Abd al-Latif was a celebrated physician, historian, Egyptologist and traveler, and one of the most voluminous writers of the Near East in his time.
He taught medicine at Damascus, Aleppo abd Egypt and has been credited with 166 treatises some of which are on medical topics. He also studied human osteology and found that many of Gallon’s (129-200) writings on the subject were inaccurate.
Abd al-Latif wrote that during the famine in Egypt in 597 AH (1200 C.E.), he had the opportunity to observe and examine a large number of skeletons. This was one of the earliest examples of a postmortem autopsy, through which he discovered that Galen was incorrect regarding the formation of the bones of the lower jaw and sacrum.

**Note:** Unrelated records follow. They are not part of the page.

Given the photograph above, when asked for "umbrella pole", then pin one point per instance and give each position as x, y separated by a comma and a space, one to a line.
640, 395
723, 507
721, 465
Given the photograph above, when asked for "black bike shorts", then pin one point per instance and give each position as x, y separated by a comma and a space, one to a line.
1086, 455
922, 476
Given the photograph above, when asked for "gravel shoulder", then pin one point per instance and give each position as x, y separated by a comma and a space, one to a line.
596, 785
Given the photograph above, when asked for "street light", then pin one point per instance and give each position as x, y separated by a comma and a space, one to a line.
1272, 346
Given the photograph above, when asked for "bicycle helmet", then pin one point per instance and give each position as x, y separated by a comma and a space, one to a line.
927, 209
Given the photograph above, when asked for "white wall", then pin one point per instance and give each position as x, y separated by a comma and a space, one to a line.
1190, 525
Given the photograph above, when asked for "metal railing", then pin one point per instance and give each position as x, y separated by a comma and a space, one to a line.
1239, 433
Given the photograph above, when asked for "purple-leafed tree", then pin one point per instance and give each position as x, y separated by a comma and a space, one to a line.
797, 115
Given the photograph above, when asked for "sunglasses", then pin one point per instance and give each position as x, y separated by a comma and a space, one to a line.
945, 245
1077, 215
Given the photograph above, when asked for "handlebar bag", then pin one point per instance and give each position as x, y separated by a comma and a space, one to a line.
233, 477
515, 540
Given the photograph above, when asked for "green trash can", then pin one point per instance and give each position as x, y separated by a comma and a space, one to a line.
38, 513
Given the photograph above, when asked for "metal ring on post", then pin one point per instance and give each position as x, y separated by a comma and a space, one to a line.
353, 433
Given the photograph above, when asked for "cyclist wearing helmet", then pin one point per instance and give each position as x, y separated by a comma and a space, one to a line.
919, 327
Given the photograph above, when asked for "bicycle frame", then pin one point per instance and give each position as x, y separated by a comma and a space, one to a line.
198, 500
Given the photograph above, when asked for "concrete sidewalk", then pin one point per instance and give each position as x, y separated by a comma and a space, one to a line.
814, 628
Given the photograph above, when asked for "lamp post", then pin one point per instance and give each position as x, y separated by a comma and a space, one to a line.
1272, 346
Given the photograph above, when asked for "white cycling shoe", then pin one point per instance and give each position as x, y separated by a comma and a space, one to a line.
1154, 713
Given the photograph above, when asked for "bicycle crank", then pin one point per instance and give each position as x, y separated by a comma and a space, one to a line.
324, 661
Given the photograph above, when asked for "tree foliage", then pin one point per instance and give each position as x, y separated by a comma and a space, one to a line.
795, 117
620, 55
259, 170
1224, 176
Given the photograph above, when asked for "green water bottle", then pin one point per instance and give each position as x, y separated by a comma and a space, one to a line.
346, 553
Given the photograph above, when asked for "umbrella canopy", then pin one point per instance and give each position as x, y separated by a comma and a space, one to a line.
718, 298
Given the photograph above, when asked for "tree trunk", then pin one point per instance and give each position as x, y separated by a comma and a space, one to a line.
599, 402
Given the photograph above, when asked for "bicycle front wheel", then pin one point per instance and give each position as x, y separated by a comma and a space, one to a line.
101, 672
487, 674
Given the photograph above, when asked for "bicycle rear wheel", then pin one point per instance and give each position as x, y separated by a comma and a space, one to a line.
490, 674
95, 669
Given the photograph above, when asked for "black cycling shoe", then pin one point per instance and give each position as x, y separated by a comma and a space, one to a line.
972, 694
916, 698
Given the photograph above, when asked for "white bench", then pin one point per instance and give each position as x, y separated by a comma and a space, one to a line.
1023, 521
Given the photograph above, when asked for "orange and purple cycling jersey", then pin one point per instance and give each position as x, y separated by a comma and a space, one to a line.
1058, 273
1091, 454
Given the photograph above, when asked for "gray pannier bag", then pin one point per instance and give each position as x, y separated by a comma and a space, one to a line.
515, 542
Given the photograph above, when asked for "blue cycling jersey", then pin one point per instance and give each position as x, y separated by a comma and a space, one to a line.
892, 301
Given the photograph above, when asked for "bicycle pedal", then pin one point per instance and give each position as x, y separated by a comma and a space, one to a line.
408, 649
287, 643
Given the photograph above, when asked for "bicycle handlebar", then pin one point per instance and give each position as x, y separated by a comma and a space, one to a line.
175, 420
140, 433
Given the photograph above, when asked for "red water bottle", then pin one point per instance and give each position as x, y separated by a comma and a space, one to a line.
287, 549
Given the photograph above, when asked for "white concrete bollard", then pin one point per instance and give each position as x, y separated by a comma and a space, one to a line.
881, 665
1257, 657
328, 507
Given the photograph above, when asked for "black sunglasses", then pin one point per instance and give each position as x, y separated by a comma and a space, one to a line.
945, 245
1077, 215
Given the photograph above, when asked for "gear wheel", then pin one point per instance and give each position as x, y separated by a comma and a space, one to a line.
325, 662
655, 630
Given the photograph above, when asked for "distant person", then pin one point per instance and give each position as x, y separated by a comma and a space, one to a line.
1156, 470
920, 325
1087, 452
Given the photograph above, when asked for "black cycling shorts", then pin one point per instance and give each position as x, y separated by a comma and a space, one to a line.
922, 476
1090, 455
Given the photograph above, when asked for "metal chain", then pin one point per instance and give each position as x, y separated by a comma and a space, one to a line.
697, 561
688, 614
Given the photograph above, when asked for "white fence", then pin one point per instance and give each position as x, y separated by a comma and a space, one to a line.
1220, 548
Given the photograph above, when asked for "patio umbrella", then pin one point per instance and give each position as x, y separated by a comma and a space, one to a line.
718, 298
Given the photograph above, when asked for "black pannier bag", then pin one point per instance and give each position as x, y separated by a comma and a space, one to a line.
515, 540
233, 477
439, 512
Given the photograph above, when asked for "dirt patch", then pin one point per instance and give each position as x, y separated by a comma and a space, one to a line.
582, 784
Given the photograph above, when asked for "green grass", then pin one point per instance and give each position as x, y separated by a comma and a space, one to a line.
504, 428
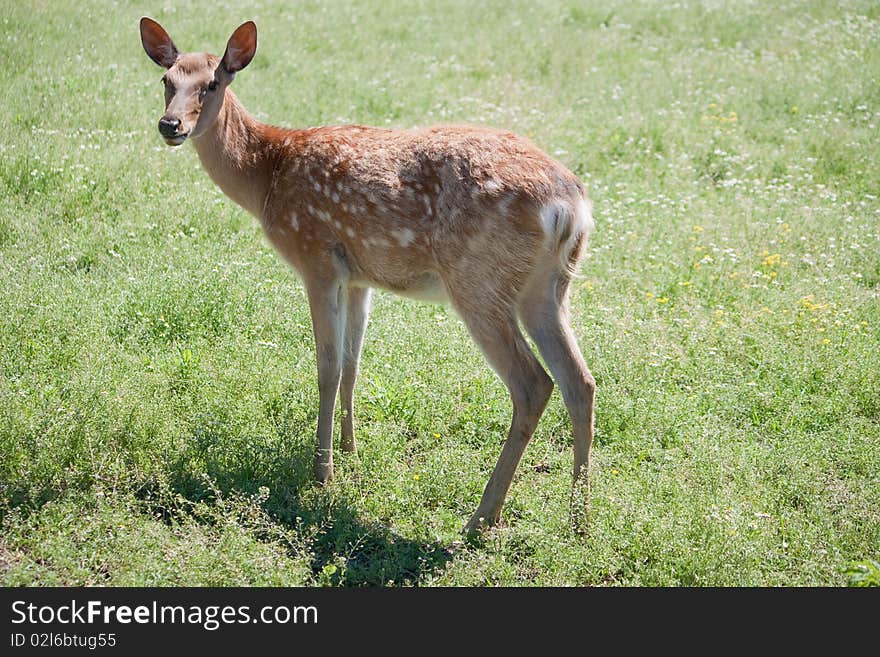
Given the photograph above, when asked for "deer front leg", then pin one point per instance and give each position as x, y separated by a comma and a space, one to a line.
327, 301
355, 325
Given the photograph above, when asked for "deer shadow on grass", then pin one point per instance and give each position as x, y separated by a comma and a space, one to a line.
346, 549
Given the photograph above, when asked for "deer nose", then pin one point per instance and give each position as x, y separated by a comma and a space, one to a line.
168, 126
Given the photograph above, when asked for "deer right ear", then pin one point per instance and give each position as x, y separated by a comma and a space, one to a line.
157, 43
241, 48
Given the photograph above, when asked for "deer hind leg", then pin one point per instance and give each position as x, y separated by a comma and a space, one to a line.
543, 309
496, 332
356, 323
327, 300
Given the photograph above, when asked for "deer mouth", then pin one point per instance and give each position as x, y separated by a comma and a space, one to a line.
176, 140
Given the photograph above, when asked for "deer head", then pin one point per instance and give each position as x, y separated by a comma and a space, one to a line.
195, 83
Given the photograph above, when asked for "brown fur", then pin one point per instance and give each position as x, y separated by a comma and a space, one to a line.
477, 217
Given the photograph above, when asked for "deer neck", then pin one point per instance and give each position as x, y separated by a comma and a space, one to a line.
238, 156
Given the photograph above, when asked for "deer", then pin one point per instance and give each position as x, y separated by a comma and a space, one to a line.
477, 218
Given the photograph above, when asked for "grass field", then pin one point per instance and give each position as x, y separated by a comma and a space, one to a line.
158, 395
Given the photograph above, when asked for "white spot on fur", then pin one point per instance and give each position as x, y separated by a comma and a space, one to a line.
404, 236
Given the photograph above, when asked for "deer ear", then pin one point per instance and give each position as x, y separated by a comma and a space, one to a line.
157, 43
241, 48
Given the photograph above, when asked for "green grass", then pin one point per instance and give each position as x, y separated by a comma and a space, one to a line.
157, 380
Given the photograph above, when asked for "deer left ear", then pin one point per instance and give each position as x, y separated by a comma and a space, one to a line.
157, 43
241, 48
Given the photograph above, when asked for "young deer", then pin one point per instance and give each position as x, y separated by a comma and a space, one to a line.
474, 217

Abd al-Latif had a strong preference for the ancient Greek physicians (Hippocrates, Dioscorides, Rufus of Ephesus and Galen). But he also clearly respected some Arab physicians, such as Ibn al-Tilmidh and Ahmad ibn abi l-Ashath.
Abd-ul-Latif is credited with 166 works, of which many were on medical subjects. One of his book, The Book of the Two Pieces of Advice was probably written in Aleppo, Syria, during the years 1216–21, but may have been composed in the Anatolian city of Erzinjan sometime during the 1220s. In this book he challenges the idea that Arabic-Islamic medicine declined after the twelfth century A.D. Moreover, it offers some interesting insights into the social history of medicine.
It is an extensive diatribe directed against ‘false knowledge’, which, according to Abd al-Latif, was even worse than ignorance.